Are you hungry? Are you paying attention to the flavours dispersing across your 10,000 or so taste buds? Or are you thinking about every stressor, every person who has ever caused you pain or made you feel unsubstantial in your life? Are you eating to fill the insatiable void that is complete and utter awareness? If you answered yes to the latter questions then maybe you and I aren’t so different after all.

Eye-roll worthy internal monologue.

I’m writing this at work. Probably not the best idea, but I’m putting my “faith” in Incognito Mode and henceforth rendering these keystrokes untraceable.

I started hypnotherapy last week. For quite a few reasons, but curbing the binge/purge tendencies was cardinal for my particular branch of neuroticism.

Binge urges are minimal. Call it placebo effect if you will, but the thing is, I forgot about my therapy session until today. The past week I’ve had a couple of days where I ate probably a bit much.. (lol, never trust the “objective” point of view of an Eating Disorderee) more than necessary, but I wouldn’t deem the consumption of extra calories an emotional response, per se) but there were absolutely no impulsions to “expel” said food from my stomach before it reached the rest of my gastrointestinal tract.

See, I know when I binge. In the midst of a binge, my heart and mind are both simultaneously racing. Racing against one each other, seeing who can destruct themselves first. Mind, of course, always reigns victorious.

These past few days I’ve just been hungry in a physical sense. I’m still adjusting to normal bodily urges, you know, the ones that a toddler starts independently responding to around age 4 or 5? Now, for a 22 year old with a malignant, abusive, sadistic mind who relentlessly tells me I’m a fat cunt for adhering to biology itself, you can imagine how arcane of a concept this is to me.

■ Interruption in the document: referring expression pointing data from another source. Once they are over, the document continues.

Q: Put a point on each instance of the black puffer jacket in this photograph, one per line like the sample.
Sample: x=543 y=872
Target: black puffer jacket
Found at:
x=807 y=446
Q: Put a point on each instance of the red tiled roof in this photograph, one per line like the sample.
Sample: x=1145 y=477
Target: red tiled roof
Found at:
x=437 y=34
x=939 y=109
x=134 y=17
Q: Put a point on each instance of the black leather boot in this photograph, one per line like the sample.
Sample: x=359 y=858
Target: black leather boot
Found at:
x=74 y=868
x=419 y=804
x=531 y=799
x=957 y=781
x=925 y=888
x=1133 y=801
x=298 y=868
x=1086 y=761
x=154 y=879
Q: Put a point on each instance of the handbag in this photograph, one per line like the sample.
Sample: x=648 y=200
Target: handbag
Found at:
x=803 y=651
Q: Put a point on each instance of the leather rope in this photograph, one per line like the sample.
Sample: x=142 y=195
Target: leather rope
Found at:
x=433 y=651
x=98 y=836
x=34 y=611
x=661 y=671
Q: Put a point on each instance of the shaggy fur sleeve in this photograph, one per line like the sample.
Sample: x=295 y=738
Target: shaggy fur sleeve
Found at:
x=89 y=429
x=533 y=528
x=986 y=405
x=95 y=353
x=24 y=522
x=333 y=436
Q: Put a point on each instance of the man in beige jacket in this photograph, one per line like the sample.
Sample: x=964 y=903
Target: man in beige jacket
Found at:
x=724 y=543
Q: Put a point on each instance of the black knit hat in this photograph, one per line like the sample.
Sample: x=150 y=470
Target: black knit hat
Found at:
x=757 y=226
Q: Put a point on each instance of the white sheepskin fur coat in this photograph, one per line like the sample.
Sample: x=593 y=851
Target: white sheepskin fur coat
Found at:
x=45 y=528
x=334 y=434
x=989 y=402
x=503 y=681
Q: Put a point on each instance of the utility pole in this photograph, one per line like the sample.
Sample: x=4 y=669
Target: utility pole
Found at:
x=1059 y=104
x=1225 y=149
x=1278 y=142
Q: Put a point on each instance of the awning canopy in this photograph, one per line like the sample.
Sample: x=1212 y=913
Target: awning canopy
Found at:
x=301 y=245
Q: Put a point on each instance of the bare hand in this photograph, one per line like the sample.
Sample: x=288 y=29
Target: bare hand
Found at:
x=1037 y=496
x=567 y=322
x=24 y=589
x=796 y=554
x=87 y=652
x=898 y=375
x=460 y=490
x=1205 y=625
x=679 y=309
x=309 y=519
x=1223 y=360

Humanity in itself is enigmatic enough! Why do we do the things we do, say the things we say… we’re fucking animals. We should be on all 4s hunting wild boar and washing our hair with berries and mud.

I contemplate existence, particularly my own, far more than one probably should. I am merely the result of copulation between two primal, though intellectually and socially “advanced” neanderthals attempting to make their marriage less shit than it currently was.

That was my purpose. That is no longer my purpose, seeing as they are separated and I am an “adult” now. I use the term adult loosely because I still possess infantile habits, propensities, and unfortunately hedonistic proclivities.

 

Wow, what a really negative post. Hopefully my next will portray some glimmer of positivity.